If You Do Get Shingles, Protect Others
Shingles itself isn’t contagious in the way chickenpox is. You can’t give someone shingles. But the fluid in shingles blisters contains live virus, and direct contact with it can cause chickenpox in someone who has never had it or been vaccinated against it. The virus can only spread while blisters are open and weeping, not before they appear or after they’ve scabbed over.
During an active outbreak, cover the rash, wash your hands frequently, and avoid close contact with pregnant women who’ve never had chickenpox, premature or low-birth-weight infants, and anyone with a weakened immune system. Once the blisters have fully crusted over, the risk of transmission drops to zero.

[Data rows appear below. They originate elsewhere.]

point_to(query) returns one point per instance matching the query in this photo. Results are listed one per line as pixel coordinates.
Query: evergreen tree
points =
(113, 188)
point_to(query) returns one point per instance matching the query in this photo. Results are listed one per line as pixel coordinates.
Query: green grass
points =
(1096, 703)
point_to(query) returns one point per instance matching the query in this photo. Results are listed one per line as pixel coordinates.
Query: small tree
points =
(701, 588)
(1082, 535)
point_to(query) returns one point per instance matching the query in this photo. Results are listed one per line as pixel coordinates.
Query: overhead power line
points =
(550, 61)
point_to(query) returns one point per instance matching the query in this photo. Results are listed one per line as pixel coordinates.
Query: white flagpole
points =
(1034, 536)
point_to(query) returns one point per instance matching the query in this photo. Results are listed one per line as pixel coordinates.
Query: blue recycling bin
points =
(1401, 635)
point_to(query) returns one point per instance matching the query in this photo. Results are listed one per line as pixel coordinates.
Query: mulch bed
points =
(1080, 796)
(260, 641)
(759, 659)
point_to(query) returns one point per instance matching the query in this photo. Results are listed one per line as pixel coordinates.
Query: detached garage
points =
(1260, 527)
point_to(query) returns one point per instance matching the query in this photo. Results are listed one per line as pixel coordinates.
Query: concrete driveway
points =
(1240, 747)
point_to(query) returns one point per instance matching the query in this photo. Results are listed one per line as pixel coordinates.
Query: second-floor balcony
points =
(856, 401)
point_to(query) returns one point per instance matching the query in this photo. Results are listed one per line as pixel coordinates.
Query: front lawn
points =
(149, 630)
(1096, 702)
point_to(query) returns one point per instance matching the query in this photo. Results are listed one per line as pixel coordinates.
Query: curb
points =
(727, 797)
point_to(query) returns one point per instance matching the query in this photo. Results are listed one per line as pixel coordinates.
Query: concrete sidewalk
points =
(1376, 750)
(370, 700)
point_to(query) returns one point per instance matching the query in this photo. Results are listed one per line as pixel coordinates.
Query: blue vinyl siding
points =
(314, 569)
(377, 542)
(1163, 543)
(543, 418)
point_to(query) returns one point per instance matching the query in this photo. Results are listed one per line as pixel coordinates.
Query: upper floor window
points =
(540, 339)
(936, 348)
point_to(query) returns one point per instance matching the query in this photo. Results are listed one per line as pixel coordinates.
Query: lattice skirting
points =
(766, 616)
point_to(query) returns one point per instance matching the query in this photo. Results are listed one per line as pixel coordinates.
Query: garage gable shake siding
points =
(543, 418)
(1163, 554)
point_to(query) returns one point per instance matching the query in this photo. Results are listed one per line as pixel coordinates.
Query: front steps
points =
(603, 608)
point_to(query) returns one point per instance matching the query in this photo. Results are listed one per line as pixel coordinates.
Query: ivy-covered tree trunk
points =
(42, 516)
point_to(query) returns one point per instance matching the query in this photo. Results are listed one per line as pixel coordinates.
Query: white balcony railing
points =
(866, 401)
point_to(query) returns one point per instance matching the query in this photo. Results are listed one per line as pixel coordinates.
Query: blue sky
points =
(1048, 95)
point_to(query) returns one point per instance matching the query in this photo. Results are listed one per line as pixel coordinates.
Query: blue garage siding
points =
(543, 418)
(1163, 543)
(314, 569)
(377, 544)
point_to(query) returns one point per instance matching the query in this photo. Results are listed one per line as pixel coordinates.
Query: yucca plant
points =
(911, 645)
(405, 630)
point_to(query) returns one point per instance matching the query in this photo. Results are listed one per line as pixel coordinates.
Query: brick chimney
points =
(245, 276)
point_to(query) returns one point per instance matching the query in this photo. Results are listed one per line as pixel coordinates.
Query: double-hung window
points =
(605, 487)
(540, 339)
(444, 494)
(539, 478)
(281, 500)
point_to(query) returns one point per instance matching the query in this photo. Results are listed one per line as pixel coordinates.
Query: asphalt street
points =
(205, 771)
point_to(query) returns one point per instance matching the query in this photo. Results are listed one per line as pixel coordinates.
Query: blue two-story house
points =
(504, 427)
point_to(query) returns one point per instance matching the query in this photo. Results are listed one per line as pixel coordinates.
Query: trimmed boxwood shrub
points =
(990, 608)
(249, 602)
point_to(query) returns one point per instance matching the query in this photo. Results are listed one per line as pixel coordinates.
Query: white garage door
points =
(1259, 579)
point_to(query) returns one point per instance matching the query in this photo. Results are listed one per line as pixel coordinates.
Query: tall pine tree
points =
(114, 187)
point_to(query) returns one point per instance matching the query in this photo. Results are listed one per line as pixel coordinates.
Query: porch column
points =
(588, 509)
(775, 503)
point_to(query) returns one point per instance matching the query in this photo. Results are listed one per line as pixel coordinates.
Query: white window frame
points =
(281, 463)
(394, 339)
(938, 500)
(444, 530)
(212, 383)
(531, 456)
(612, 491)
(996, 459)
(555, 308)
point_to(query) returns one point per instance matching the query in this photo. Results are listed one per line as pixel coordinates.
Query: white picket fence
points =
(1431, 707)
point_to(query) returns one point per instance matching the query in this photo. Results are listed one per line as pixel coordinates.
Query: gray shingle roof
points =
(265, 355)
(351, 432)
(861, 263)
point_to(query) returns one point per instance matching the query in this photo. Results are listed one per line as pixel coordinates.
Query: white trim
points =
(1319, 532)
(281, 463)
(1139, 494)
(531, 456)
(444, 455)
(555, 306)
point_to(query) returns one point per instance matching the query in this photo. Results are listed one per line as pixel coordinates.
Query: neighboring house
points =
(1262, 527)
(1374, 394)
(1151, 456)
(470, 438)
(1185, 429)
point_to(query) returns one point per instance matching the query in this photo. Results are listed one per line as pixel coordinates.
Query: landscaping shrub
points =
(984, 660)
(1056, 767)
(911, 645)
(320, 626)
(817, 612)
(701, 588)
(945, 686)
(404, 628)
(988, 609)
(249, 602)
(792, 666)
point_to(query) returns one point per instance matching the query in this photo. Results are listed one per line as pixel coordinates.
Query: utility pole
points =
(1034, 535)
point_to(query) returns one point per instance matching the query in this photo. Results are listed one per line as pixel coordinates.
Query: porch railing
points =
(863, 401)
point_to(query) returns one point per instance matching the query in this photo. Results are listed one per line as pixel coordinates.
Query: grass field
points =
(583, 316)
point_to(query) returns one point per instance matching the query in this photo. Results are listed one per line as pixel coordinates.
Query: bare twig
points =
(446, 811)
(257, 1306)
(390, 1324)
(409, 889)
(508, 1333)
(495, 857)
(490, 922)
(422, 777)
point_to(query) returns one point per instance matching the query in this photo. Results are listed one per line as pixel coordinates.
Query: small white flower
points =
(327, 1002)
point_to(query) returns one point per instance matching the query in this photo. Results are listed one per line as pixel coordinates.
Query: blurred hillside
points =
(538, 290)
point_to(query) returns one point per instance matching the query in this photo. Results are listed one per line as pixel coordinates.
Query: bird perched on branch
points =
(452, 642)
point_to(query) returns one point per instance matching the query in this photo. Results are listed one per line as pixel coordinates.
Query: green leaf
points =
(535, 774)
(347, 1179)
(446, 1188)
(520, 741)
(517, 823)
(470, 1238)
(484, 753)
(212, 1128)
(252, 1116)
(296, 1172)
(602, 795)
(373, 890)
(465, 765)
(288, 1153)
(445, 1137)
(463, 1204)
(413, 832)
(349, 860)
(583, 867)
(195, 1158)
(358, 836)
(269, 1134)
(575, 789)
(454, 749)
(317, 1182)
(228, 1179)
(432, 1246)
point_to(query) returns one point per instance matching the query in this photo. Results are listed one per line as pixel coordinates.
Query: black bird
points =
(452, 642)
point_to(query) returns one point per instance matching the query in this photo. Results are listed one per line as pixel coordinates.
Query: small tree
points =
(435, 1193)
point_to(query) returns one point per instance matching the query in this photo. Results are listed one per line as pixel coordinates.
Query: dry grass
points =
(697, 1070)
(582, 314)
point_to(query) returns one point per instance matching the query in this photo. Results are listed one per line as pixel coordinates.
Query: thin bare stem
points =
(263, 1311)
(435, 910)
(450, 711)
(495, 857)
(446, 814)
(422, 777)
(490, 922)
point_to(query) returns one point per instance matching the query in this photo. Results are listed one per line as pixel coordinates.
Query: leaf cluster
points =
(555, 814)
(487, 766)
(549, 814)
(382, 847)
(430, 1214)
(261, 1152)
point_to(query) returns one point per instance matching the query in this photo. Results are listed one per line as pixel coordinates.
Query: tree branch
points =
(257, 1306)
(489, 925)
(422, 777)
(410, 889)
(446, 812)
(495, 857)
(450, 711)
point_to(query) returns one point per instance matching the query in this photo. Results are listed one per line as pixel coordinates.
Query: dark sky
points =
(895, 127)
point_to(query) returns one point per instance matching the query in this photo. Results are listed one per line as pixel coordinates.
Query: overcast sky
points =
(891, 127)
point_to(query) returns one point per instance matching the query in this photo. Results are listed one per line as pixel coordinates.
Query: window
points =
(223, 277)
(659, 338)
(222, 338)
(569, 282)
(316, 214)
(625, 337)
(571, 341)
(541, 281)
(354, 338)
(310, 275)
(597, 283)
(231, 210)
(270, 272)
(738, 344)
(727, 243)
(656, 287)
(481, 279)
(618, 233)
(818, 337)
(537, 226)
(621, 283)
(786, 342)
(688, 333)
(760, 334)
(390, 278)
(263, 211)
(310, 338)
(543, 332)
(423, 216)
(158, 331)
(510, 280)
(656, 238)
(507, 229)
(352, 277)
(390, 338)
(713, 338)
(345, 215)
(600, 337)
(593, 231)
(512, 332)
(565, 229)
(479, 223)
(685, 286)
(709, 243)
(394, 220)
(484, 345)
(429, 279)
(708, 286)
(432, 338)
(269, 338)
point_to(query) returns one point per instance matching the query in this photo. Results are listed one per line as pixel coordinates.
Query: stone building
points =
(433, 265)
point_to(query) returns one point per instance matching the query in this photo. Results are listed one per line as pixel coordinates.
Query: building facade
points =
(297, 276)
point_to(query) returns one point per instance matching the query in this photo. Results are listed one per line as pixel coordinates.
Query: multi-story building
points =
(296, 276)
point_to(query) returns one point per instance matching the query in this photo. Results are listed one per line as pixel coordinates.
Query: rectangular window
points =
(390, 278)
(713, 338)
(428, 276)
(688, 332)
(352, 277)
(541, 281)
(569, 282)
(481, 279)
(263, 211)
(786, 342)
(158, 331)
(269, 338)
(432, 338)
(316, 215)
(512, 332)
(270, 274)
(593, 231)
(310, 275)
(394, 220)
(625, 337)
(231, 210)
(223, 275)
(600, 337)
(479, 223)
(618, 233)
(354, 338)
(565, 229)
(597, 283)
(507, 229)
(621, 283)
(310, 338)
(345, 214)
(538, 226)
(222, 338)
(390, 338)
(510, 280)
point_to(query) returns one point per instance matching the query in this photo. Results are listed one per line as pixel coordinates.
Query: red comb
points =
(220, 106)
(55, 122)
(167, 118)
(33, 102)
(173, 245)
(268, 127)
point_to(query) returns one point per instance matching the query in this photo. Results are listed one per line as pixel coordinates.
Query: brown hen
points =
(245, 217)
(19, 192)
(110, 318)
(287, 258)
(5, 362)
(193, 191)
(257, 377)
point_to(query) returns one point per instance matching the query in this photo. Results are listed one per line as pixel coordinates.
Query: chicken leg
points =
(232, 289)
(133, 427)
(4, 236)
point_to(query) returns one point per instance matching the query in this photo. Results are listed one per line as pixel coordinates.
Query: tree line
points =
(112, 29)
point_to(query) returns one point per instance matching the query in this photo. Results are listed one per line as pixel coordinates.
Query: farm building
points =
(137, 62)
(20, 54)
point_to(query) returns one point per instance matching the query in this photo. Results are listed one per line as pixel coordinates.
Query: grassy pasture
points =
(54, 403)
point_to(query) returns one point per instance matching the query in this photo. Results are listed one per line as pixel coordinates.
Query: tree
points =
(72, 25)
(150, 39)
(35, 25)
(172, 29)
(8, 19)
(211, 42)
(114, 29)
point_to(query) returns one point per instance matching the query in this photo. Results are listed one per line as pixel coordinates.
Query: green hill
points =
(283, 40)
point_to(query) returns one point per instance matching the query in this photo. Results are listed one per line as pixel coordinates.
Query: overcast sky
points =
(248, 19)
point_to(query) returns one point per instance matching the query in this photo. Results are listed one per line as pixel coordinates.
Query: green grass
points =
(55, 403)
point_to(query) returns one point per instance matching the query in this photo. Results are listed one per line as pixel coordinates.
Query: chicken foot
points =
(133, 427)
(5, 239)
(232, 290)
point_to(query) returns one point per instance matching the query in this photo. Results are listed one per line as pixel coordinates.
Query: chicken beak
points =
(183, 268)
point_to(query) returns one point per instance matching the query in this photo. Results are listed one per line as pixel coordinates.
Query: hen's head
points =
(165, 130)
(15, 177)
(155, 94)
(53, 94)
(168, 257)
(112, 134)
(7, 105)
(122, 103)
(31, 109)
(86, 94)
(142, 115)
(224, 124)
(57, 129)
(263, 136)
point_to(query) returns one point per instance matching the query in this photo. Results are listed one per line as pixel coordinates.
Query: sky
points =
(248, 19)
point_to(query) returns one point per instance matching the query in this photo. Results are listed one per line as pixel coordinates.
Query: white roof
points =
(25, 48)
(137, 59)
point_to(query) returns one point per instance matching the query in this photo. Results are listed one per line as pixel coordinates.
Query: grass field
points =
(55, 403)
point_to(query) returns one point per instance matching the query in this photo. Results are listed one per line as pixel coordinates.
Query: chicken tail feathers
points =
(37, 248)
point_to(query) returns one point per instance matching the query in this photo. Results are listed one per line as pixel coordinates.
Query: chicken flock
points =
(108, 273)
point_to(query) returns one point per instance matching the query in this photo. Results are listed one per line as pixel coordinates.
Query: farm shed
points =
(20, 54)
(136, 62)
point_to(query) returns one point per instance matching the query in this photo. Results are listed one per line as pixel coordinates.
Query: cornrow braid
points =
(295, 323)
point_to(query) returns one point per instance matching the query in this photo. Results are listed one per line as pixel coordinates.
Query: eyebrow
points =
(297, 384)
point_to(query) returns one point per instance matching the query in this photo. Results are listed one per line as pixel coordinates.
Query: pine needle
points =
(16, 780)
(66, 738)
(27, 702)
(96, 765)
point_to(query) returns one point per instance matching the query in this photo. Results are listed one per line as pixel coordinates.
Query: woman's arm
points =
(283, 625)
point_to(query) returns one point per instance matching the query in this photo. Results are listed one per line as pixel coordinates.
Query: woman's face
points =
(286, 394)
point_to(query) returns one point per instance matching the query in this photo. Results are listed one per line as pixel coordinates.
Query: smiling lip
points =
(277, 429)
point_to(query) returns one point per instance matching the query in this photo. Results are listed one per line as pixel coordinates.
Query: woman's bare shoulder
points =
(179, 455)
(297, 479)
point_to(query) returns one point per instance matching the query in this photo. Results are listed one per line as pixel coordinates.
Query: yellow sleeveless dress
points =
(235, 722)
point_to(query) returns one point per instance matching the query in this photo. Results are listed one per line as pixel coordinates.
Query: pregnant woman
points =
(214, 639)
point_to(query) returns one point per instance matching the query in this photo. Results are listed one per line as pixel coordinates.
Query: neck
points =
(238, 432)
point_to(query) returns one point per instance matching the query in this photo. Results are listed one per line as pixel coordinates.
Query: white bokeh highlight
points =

Shingrix Side Effects to Expect
Shingrix is known for causing noticeable side effects, which can catch people off guard. Sore arm, fatigue, muscle aches, and headache are common, especially after the second dose. Some people feel unwell enough to take a day off from their usual activities. These reactions typically resolve within two to three days and are a sign of your immune system responding to the vaccine. They’re a worthwhile trade for 90%-plus protection against a condition that can cause weeks of pain and, in some cases, months of nerve damage.